To make matters worse, insurgents have already begun to improve the IED, Newsweek reports. About two years ago, Americans fighting against Shiite insurgents began seeing the deadly effects of a new IED, with a charge that could blast right through an armored vehicle, even a tank. These explosively formed projectiles (EFPs) are shot out of crude cannons shaped roughly like coffee cans. Making an EFP requires expertise and machine tools, and earlier this year the Americans claimed the devices originated in Iran. The military claims that EFPs accounted for a third of American combat deaths in July.

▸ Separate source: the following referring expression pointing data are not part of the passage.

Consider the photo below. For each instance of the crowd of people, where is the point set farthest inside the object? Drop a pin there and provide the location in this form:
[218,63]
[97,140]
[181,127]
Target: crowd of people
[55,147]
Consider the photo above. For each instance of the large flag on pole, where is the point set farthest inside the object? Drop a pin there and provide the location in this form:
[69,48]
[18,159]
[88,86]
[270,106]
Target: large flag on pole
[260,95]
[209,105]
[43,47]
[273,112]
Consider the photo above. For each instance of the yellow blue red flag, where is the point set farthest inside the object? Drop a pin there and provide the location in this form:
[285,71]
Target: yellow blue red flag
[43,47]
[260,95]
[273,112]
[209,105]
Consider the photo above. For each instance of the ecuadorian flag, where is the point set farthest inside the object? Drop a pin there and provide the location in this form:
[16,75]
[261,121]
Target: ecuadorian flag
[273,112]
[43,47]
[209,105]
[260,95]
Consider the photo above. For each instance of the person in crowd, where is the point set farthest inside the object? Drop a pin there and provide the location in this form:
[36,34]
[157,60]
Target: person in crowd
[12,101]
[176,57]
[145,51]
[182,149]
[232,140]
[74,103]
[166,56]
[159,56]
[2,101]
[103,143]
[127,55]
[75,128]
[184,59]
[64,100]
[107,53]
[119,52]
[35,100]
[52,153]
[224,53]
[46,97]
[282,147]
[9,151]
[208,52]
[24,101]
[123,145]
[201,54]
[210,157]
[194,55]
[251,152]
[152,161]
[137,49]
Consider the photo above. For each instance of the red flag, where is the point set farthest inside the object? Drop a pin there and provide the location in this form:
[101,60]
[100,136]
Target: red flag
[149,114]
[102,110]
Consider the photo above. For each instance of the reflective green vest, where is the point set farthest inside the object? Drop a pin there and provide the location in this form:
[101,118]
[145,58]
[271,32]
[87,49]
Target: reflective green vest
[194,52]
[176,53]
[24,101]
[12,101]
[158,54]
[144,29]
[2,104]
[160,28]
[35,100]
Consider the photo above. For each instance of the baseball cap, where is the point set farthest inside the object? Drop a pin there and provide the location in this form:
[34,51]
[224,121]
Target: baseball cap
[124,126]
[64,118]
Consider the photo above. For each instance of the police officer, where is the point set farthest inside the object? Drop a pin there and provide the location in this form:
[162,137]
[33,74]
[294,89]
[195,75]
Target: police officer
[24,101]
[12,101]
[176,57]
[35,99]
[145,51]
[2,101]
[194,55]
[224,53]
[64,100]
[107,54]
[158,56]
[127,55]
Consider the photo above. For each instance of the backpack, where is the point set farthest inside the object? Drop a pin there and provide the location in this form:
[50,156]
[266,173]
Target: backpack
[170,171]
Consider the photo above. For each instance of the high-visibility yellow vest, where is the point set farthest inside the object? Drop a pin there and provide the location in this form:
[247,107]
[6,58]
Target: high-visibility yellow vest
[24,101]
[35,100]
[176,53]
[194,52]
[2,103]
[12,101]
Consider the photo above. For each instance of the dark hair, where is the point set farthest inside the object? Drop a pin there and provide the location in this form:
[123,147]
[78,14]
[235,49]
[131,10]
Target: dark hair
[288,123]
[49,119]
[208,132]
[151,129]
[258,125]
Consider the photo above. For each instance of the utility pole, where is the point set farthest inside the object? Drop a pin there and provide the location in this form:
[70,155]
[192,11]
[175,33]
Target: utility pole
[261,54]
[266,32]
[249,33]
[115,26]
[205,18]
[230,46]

The success of the insurgent tactics employed in Iraq seems to guarantee we will see them again elsewhere. In the dry jargon of military thinkers, guerrilla fighting is called “asymmetrical warfare.” The asymmetries are not just physical or technological, but moral. Martin Van Creveld, a well- respected historian at Hebrew University, puts the proposition starkly: because occupying powers are automatically cast as the bully, they have to show restraint in the battle for world opinion. “You cannot be both strong and morally right at the same time,” says Van Creveld. “But if you are small and weak, then you can do whatever you want. Necessity does not have any moral bounds.”